Actually the sample interval is configurable down to 1 second as
opposed to one minute. Default value is 30 seconds.
Oracle OS watcher is especially useful for
Linux/UNIX-based RAC systems where monitoring the OS is important
for identifying CPU, RAM or network stress. Oracle OS Watcher may
invoke these popular UNIX/Linux utilities, depending on the platform
(Solaris, HP/UX, Linux and Tru64):
- vmstat
- iostat
- top
- netstat
- traceroute
Starting Oracle OS Watcher
(OSWatcher)
You can start Oracle OS Watcher with this
command, specifying the data collection interval (in seconds) and
the max number of hours to keep archive files.

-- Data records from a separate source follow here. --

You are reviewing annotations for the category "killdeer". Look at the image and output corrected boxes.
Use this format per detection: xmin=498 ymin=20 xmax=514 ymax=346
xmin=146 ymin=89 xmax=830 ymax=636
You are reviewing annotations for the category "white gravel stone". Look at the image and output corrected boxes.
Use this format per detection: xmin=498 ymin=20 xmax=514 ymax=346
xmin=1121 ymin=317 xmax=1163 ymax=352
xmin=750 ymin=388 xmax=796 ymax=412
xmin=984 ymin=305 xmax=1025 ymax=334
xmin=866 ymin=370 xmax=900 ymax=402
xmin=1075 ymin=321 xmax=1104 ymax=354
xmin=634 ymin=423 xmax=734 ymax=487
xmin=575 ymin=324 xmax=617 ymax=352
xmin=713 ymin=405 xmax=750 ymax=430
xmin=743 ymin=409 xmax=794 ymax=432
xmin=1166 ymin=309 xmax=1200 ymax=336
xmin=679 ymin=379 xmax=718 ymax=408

In this example we
submit the collector as a background job to collect every 5 minutes
and keep 24 hours of archive files, writing all messages to
oswatcher.log:
nohup
/u01/app/oracle/scripts/startOSW.sh 300 24 & >
/u01/app/oracle/scripts//oswatcher.log
Downloading OSWatcher
You can
download Oracle OSWatcher here:
Using Oracle OS Watcher requires knowledge of
UNIX and Linux C shell commends syntax, but it removes much of the
tedium from OS monitoring for those who are not licensed to use AWR
automatic OS statistics collection.
You can write your own vmstat collection
scripts very easily:
# run
vmstat and direct the output into the Oracle table . . .

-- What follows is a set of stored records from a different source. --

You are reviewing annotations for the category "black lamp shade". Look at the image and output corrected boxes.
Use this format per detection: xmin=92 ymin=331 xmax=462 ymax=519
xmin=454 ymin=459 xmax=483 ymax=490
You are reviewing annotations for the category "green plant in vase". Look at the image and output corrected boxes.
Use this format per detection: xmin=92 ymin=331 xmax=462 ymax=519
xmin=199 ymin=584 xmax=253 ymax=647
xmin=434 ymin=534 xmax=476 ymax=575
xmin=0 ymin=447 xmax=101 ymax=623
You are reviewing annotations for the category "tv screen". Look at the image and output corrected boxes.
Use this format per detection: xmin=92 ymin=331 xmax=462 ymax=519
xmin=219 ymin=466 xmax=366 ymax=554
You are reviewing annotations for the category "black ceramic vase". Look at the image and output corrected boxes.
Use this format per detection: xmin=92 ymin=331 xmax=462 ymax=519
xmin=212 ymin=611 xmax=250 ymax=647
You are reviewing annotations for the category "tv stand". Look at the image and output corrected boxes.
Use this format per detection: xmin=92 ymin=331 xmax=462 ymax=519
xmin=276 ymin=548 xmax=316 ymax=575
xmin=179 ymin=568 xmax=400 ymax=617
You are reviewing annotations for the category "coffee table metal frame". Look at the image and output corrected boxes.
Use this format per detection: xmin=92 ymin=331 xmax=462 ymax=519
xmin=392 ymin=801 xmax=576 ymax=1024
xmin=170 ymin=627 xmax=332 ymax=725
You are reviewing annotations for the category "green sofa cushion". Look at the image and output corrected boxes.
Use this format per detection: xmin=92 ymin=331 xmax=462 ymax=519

cat /tmp/msg$$|sed 1,3d | awk '{ printf("%s %s %s %s %s %s\n", $1,
$8, $9,
14, $15, $16) }' | while read RUNQUE PAGE_IN PAGE_OUT USER_CPU
SYSTEM_CPU
DLE_CPU
do
$ORACLE_HOME/bin/sqlplus -s perfstat/perfstat@testsys1<<EOF
insert into perfstat.stats\$vmstat
values (
sysdate,
$SAMPLE_TIME,
'$SERVER_NAME',
$RUNQUE,
$PAGE_IN,
$PAGE_OUT,
$USER_CPU,
$SYSTEM_CPU,
$IDLE_CPU,
0
);
EXIT
EOF
done
The OSWatcher utility captures performance metrics
of the database host, very similar to the Cluster Health Monitor.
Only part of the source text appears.